Characters: A man and a woman
Setting: Bus
One day a couple is sitting on a bus. The man is a crossword junky and is annoying and furiously working on his crossword while the woman next to him seems to be incredibly upset and annoyed by him.
W: (She scoffs at the man being so loud with his pencil and newspaper and his grunts as he works.)
M: (Acts oblivious to how annoying he is.)
W: (Goes into pocket and gets out a crumpled lottery ticket. She straightens it out and begins to fumble with it)
M: (Still oblivious.)
W: (She finally turns to him and says…) CAN YOU JUST STOP MAKING ALL THAT DAMN NOISE?!
W: (As she goes to speak sees a page of the newspaper, sticking out of his folded paper, with the winning lottery ticket numbers. Her eyes widen and mouth drops, she has a shocked expression. She looks back at the lottery ticket and then around the bus, still shocked and begins to murmur the numbers.)
W: “5,12,34,38,59, 8” (She gets louder as she says the numbers and begins to repeat them until she is basically screaming. Then turns to the man breathing heavily)
M: (He has a blank expression and only turns toward her after she’s staring at him for several seconds)
W: do you know what this means? Do you…know what…this means?! IT MEANS I’M A MILLIONARE! This small, flimsy ticket means I can afford my rent and pay the electricity bill! I can buy a new dress and maybe some shoes! Hell I can buy the whole goddamn department store! I’ll find a husband, someone much better looking and intelligent than you! That’s right! You heard me correct mister! We’re over! No more use for your cramped apartment that smells like rotten apples and your mangy hamsters! I’ll buy a huge boat and name it after myself, Queen.(she sighs)Brittany, the most beautiful boat in the entire bay. And, I’ll buy a brand new flaming red sports car so I don’t have to ride this godforsaken bus one more time! (The woman continues to ramble and day dream and in the frenzy and joy grabs his newspaper and throws it into the air. It falls to the ground. Finally when she’s done she turns back to the man with an enormous smirk on her face)

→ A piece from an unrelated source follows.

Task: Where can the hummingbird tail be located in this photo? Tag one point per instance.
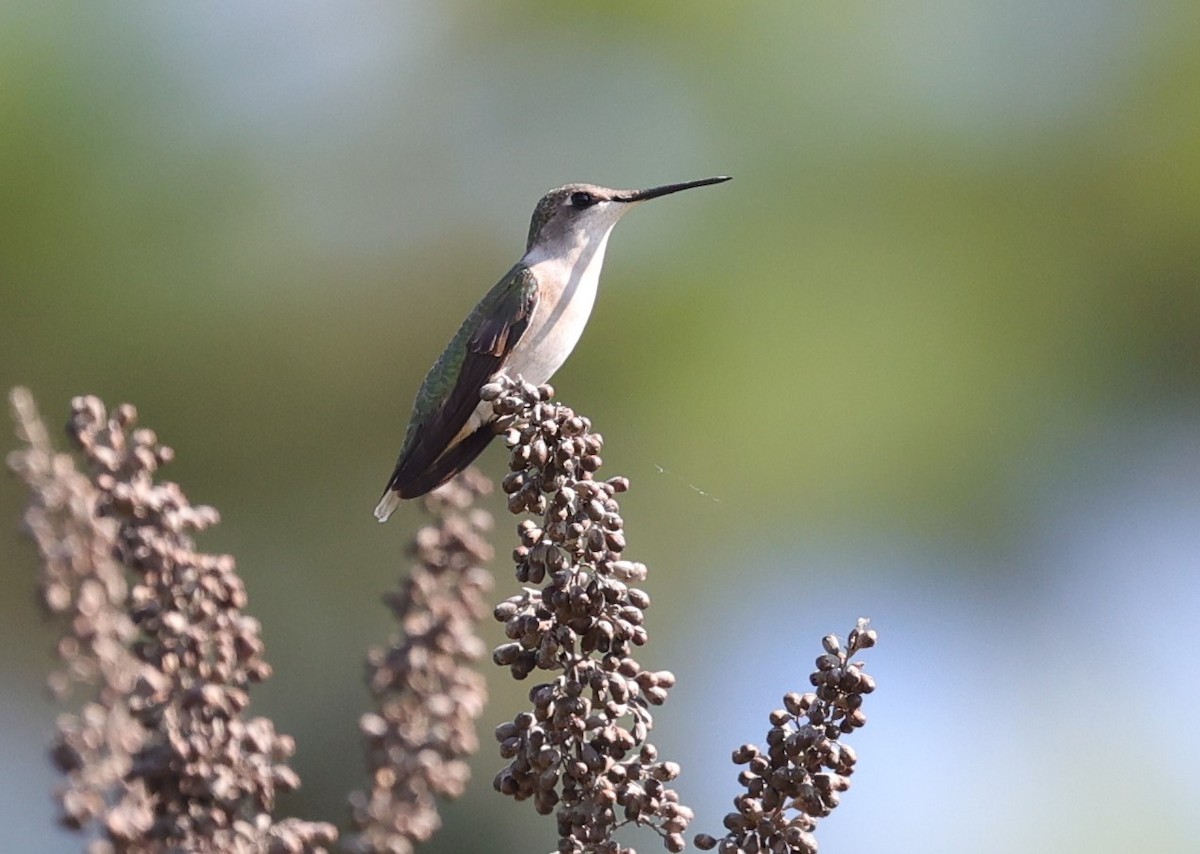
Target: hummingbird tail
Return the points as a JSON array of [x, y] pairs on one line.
[[387, 505]]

M: (The man points to the paper.)
W: (She sees him pointing and says…) Enough with your crossword, you just got dumped by a millionaire! You have more important, more beautiful, richer things to cry about than your dirty newspaper!
M: (He picks his newspaper up from the floor and shakes it off. He creases it, folds it in half and straightens it out. Calmly, he turns it in front of her and points to the date.)
W: I already saw my numbers you numbskull!
M: What’s the date, my darling dearest? (He says with a certain satisfaction.)
W: November 21st idiot!
M: (He points again to the paper.)
M: Too bad this papers from the 4th.